E l’ultimo progetto, nato circa un anno fa durante il primo lockdown generale per il coronavirus in Siria, è stato “Pane condiviso”, dedicato agli anziani. «Subito ci avevano segnalato una settantina di anziani che vivendo soli in case semi abbandonate. Sono anziani che, durante gli anni della guerra, hanno visto partire i figli all’estero. Oppure persone non sposate che, dopo aver vissuto con i genitori ormai deceduti, vivono in solitudine», spiega Josline, sposata con due figli che da 8 anni fa volontariato con i Maristi blu. Un primo esperimento per dare un pasto caldo e anche una minima rete di relazione a persone che, diversamente, non avrebbero nessun genere di assistenza se non qualche sussidio da una delle sette Chiese di rito orientale presenti ad Aleppo. Un primo esperimento che, vista la necessità e grazie al sostegno di alcuni donatori internazionali, si è consolidato con la decisione a luglio di farlo proseguire. In un’ala della scuola “Pane condiviso” ha montato una cucina dove lavorano dieci cuoche, mentre ogni giorno 24 giovani volontari cristiani e musulmani, dalle 13 alle 13.30 consegnano un piatto caldo a 190 anziani tra i 70 e gli 89 anni. Una équipe di 8 persone assicura anche l’igiene personale, un bagno settimanale, il taglio dei capelli agli anziani. E quando necessario un ricovero di qualche giorno nella struttura dei maristi.

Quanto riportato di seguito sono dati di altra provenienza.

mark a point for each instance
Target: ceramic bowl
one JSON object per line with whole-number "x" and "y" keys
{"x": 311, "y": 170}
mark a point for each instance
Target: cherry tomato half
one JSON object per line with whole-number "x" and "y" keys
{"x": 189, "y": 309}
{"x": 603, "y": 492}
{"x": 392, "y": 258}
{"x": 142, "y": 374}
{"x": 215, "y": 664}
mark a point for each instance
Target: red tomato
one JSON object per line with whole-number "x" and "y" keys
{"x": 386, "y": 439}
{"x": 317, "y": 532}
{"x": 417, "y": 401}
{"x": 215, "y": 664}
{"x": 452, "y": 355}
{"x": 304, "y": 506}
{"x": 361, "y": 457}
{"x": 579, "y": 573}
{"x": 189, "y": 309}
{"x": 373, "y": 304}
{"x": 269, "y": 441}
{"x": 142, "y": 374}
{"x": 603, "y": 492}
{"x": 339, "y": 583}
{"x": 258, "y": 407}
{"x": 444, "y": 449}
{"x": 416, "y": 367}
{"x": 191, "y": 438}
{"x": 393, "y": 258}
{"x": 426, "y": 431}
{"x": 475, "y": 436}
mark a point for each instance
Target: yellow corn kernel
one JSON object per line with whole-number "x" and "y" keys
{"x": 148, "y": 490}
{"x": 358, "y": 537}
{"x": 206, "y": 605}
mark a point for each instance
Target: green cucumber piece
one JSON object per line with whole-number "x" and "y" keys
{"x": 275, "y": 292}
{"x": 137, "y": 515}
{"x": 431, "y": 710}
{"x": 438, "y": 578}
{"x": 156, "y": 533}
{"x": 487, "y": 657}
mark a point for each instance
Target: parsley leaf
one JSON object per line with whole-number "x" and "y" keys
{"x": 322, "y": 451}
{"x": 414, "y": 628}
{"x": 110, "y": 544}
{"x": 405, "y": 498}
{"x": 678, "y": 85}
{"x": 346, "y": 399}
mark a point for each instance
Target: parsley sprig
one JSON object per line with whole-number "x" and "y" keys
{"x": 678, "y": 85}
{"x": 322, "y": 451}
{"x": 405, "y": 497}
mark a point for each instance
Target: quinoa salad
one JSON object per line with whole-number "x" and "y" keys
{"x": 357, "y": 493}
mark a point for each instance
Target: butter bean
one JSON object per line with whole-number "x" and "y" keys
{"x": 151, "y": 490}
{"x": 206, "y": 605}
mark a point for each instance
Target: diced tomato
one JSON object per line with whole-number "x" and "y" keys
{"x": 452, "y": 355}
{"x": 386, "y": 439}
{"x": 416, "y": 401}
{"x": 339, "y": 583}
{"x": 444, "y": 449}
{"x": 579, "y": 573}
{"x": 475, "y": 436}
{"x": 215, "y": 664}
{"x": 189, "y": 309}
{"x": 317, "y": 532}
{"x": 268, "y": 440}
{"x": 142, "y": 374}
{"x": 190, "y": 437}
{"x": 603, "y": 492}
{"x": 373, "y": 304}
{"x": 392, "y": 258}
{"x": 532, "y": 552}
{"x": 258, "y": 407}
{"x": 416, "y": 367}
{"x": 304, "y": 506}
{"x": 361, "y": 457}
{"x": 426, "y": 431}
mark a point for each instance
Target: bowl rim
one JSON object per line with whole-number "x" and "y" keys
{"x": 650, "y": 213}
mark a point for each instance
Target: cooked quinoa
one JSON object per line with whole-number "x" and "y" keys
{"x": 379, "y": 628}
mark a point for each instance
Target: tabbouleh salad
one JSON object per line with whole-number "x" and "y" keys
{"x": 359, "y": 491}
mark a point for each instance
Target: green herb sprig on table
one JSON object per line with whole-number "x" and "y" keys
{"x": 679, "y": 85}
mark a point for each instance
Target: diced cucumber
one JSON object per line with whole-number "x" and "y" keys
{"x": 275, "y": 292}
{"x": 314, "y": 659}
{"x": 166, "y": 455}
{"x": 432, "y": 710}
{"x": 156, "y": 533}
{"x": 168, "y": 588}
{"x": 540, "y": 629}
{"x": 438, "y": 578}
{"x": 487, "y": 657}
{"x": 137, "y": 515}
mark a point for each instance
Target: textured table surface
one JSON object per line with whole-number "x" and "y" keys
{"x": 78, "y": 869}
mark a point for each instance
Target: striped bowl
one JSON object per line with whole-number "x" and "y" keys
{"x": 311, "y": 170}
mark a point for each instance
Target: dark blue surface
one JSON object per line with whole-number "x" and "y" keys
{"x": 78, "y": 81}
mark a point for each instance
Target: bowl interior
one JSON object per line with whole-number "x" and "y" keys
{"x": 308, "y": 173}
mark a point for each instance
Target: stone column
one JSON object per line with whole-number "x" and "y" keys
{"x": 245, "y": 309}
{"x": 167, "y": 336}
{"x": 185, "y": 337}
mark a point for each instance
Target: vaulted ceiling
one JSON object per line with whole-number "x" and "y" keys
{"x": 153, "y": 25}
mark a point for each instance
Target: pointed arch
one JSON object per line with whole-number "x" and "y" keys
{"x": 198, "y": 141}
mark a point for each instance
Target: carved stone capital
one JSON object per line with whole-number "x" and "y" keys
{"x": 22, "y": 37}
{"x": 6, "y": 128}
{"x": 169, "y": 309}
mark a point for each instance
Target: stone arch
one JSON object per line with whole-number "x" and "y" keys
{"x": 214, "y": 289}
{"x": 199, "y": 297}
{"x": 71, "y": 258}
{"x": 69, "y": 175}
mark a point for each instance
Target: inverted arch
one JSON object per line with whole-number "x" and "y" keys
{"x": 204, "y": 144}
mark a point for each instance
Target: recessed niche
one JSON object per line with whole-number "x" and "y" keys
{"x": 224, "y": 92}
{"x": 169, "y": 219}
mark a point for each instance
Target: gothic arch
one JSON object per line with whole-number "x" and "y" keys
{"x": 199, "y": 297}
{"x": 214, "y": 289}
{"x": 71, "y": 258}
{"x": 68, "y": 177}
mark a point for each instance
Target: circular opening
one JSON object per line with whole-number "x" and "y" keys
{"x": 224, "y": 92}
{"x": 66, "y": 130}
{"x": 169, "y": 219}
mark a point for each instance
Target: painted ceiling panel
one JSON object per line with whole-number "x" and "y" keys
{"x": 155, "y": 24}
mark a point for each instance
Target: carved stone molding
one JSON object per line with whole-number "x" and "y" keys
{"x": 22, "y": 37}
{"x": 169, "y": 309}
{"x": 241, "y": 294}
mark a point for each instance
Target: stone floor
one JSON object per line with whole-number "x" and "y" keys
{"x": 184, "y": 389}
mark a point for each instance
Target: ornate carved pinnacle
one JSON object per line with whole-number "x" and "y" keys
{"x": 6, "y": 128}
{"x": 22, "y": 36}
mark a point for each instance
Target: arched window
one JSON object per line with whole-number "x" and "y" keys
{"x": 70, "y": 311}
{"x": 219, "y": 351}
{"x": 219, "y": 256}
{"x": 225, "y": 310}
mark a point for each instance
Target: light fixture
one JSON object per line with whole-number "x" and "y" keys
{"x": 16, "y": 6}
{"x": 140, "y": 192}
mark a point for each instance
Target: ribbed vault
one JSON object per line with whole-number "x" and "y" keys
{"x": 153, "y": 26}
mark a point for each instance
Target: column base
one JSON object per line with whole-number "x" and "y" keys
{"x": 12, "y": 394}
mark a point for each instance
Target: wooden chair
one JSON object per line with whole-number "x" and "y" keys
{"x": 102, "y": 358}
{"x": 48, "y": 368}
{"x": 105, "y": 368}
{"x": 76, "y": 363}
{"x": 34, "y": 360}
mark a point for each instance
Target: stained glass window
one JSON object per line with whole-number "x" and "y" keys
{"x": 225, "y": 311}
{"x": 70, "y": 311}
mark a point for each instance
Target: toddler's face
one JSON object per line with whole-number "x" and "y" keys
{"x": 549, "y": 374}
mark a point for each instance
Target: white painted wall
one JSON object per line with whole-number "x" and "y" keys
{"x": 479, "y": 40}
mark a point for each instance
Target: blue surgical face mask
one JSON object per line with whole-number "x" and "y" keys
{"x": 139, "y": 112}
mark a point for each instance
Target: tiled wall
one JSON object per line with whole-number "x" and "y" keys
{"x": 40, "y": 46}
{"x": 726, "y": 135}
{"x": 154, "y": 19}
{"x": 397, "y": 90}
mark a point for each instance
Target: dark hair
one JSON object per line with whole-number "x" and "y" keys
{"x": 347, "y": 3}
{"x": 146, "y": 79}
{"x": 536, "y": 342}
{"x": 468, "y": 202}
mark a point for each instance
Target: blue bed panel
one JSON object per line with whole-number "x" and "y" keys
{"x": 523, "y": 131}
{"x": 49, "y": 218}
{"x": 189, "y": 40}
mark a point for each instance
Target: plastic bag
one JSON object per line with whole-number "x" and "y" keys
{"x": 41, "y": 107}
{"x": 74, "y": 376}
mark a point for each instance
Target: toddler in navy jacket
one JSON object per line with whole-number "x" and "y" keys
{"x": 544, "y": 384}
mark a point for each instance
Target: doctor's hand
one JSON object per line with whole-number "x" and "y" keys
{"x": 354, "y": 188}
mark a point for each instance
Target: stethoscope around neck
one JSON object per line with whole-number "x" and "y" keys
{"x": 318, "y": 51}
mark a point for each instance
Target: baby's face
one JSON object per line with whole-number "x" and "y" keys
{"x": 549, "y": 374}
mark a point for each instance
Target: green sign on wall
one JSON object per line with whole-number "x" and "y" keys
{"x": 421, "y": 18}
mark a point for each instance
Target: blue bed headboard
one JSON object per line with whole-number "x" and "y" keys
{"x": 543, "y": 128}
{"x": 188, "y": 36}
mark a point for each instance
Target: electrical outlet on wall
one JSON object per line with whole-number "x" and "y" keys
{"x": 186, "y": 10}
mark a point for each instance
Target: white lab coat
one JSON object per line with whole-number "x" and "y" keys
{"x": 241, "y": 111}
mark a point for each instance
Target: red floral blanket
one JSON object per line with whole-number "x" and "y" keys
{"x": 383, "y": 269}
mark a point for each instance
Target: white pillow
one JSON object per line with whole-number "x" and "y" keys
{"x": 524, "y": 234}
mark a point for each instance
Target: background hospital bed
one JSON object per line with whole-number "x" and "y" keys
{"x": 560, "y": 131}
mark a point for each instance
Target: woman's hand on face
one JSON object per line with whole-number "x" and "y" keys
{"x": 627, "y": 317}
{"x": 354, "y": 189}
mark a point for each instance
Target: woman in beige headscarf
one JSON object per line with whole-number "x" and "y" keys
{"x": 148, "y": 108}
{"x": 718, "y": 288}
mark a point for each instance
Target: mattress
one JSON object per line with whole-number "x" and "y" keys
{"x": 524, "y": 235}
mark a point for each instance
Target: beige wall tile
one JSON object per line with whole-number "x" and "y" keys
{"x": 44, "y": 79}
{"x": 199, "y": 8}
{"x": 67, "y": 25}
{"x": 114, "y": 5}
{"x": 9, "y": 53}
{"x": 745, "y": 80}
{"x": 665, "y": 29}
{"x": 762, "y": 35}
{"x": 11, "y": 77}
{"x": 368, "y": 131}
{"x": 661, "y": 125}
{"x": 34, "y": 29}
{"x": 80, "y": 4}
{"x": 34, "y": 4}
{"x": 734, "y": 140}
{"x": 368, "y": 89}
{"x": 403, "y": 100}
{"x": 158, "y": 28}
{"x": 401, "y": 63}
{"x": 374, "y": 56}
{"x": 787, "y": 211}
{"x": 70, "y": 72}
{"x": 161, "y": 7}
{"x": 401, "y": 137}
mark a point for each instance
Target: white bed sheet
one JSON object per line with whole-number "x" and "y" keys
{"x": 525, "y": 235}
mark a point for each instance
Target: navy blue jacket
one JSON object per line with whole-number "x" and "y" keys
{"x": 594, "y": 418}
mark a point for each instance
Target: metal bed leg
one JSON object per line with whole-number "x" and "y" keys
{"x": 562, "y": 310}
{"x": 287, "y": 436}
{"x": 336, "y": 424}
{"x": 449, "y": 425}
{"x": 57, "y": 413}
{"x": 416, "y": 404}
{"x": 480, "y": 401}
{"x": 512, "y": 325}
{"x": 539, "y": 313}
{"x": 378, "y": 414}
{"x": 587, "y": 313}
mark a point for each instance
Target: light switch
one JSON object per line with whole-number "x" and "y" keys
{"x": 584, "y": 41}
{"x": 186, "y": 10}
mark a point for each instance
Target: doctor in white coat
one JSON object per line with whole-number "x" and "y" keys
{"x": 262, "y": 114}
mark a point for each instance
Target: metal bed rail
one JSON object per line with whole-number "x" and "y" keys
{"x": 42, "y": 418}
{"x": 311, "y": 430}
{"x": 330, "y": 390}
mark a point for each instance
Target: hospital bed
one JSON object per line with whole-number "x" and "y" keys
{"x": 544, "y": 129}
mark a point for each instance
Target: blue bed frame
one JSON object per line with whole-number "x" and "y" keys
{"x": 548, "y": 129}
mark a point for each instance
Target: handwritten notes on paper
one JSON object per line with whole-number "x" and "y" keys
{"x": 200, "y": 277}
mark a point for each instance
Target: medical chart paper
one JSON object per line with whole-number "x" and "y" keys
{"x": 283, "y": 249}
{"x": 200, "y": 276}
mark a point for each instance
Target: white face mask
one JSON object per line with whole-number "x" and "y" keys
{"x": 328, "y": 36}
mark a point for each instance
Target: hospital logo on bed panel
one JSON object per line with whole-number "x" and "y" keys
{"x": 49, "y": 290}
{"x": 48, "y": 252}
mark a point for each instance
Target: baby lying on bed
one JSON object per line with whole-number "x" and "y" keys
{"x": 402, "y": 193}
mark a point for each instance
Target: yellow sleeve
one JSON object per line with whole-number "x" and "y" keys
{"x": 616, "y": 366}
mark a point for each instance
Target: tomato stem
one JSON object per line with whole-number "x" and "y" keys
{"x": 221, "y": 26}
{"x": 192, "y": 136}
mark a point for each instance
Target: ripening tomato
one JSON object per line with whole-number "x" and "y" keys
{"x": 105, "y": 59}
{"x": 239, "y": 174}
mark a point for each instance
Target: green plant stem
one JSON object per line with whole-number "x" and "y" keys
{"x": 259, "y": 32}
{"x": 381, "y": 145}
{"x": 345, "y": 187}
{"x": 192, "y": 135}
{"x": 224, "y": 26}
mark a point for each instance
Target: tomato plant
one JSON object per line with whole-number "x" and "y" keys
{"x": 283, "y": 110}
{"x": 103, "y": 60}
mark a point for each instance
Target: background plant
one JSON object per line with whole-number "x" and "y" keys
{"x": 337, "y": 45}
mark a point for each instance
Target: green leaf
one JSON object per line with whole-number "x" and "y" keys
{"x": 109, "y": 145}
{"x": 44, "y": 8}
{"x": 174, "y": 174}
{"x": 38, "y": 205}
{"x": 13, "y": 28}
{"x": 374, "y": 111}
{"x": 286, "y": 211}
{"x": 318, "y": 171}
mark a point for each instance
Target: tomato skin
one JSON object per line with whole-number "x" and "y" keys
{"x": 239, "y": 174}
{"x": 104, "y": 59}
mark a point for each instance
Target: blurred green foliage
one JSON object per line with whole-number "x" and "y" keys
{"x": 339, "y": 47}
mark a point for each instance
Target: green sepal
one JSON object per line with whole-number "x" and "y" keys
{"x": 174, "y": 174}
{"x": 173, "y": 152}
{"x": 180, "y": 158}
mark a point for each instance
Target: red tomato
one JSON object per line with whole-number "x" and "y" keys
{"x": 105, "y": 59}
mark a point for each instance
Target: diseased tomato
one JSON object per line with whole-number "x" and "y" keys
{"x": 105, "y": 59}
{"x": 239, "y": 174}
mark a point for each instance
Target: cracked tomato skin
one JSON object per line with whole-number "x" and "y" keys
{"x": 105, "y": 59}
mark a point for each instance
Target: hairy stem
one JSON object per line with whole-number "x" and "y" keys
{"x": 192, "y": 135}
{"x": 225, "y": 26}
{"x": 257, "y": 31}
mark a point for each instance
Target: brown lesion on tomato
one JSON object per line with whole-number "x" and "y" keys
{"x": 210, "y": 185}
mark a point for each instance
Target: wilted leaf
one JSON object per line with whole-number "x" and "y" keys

Un’esperienza di solidarietà quasi unica ad Aleppo, antichissima capitale commerciale sulla via della seta, oggi quasi completamente distrutta dalla battaglia di Aleppo dal luglio 2012 al dicembre 2016 tra la parte Ovest della città controllata dalle forze governative e la parte Est, in mano ai ribelli.

Intanto i Maristi blu, in questi anni, hanno pure proseguito la distribuzione di aiuti alimentari alle famiglie e avviato circa 180 micro progetti per tentare di creare occupazione fra i giovani. «Adesso, in questa situazione, la più grande difficoltà per continuare a condividere il pane con questi anziani è di avere le bombole di gas per cucinare e la benzina per distribuire con le nostre auto il cibo agli anziani», spiega la responsabile del progetto, Josline. E se all’inizio del progetto un anno fa, il pane necessario per un giorno si riusciva ad acquistare con 5mila lire siriane, ora ne occorrono 30mila. Oggi ci vogliono più di 4mila lire per un dollaro, un anno fa mille lire, e dieci anni fa 50 lire siriane: inevitabile che il 70% delle famiglie viva al di sotto della soglia di povertà con i beni alimentari di base che, in 5 mesi, sono aumentati del 70%. Continuare, ogni giorno, è una sfida: «Abbiamo bisogno di sostegno, lo Stato non è in grado di dare nessun aiuto a queste persone. Senza il nostro aiuto morirebbero di fame», spiega Josline. Continuare è una necessità per Sara: «Ogni volta Janette mi regala un biscotto, una caramella. Un gesto di tenerezza e il sorriso, che vale più di un povero piatto caldo».